Are grim men in long, NFL-approved overcoats following an unsuspecting Madden cruiser down a side street in Oakland?
Are Bob Dylan and Prince being locked in a dark, dank dungeon beneath NFL headquarters beside a trapped, mumbling Garrison Keillor?
How much power does the NFL Commissioner really wield?
The NFL has more power and treasury then a lot of Third World countries, it likely could cause a coup in Belize, but can it intimidate states within the Union?
It is not the Bonfire of the Vanities world of a decade or so ago, when cash-filled cities could toss hundreds of millions of dollars around for new sports palaces as political favors for preferred friends.
Many of the masters of the universe, and most American cities, teeter on the brink of vast financial nightmares, and the impending pension assault of retiring baby boomer employees lurks like a rogue asteroid laughing above them.
Roger Goodell can crow and cajole, but how many American towns have the big-time dime, and the political clout, to drop giant cash on an entertainment act that plays eight times a year?
Los Angeles seems the best, or perhaps the only, option with NFL stadium plans, despite California's dire financial straits. After all, the City of Angels just had some folks drop a billion for the old Brooklyn Dodgers.
At that price, Texas could swap the Houston Texans for Greece, Ireland or Iceland.
But the Vikings' dreams of following the purple brick road to La Land like their brethren, the Lakers, did long ago seem a long shot.
The San Diego Chargers want that new stadium in their old LA home. The gypsy-like Oakland Raiders have rumbled about moving back to LA too. One would think California would want to keep their cash in state.
Which team lands in LA?
And Hollywood already made the Vikings. The fine film has Kirk Douglas as one-eyed Einar and Ernest Borgnine laughing death by a ravished wolf pit. It's doubtful, with their quarterback situation, that the Los Angeles Vikings could top it for excitement.
The Jacksonville Jaguars, the most boring team in sports, seem like they want out of their college football hot spot. Some whisper the old Los Angeles Rams, now relaxing in St Louis, dream of going back west.
Will we have LA Rams the sequel? Who knows. Hollywood loves remakes.
And then there's the Buffalo Bills with Toronto on their brain.
A lot of teams have movement on their minds but, besides Tinseltown dreams, what other place has the cash to carry a team?
Does the NFL like the sound of the London Vikings or the Mexico City Jaguars, because not a lot of faded American cities have a few billion laying about.
What about the Rio De Janeiro Jaguars?
Did Roger Goodell, and the Vikings, overplay their hand with a veiled threat of serious consequences?
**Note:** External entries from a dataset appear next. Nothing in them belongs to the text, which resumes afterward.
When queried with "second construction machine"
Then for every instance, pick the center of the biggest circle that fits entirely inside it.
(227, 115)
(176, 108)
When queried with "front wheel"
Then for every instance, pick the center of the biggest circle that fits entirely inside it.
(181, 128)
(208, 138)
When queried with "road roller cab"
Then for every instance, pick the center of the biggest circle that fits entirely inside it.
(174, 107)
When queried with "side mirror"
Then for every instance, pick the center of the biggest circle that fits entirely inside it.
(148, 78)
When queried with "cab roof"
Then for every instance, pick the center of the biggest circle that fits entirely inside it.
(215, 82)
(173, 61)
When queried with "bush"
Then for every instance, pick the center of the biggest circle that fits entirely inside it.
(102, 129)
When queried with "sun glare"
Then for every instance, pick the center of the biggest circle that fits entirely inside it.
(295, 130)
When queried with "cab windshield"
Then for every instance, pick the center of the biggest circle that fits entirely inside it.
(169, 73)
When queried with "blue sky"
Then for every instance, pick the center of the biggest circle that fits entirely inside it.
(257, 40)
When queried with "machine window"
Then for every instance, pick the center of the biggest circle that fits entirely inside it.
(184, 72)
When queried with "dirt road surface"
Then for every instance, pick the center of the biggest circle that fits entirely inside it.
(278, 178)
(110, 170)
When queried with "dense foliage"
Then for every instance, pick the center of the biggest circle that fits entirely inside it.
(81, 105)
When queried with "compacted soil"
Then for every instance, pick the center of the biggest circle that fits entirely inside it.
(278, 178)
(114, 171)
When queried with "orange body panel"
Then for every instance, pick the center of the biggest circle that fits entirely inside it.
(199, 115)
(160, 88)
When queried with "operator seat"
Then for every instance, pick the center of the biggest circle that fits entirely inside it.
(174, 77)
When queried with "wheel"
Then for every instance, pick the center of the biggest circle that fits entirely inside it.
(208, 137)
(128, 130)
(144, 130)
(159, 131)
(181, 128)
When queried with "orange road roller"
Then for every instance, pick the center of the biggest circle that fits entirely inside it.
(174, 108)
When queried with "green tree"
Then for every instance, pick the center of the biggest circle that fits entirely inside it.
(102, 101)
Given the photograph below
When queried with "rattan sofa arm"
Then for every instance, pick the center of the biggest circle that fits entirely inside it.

What if Minnesota, and other states, say: "Sir, show me the serious consequences?" What if citizens, senators and governors do not liked to be warned of serious consequences from sports teams and organizations?
What if they tell the Vikings to jump in their dragon ships and sail?
Will they wander like vagabonds, like barnstorming NFL teams of yore, and play a few season on the road and hope for a wondrous economic windfall on some happy horizon?
The law of unintended consequences can cause the Commissioner a lot of issues. And so can some angry anti-trust-eyed politicians.
The NFL is an empire and, often, empires overreach.
The James Younger Gang, deeming themselves invincible, once rode into Northfield, Minnesota with dreams of routing and robbing Minnesotans.
The prideful rebel robbers ended shot full of holes, shattered and scrambling for a safe place to scramble.
Woody Guthrie once sang that some rob with a six gun, and some with a fountain pen. Roger Goodell comes seeking cash in a kinder, gentler way then Frank and Jesse James did, but they both wished to empty a bank in Minnesota.
Say what you want about the darkness of the James Gang, but they never dreamed a robbery as brazen and insidious as personal seal licenses and full-priced exhibition games.
Will Roger Goodell fare better in Minnesota than the James and Younger brothers did, or has the NFL hit its high water mark?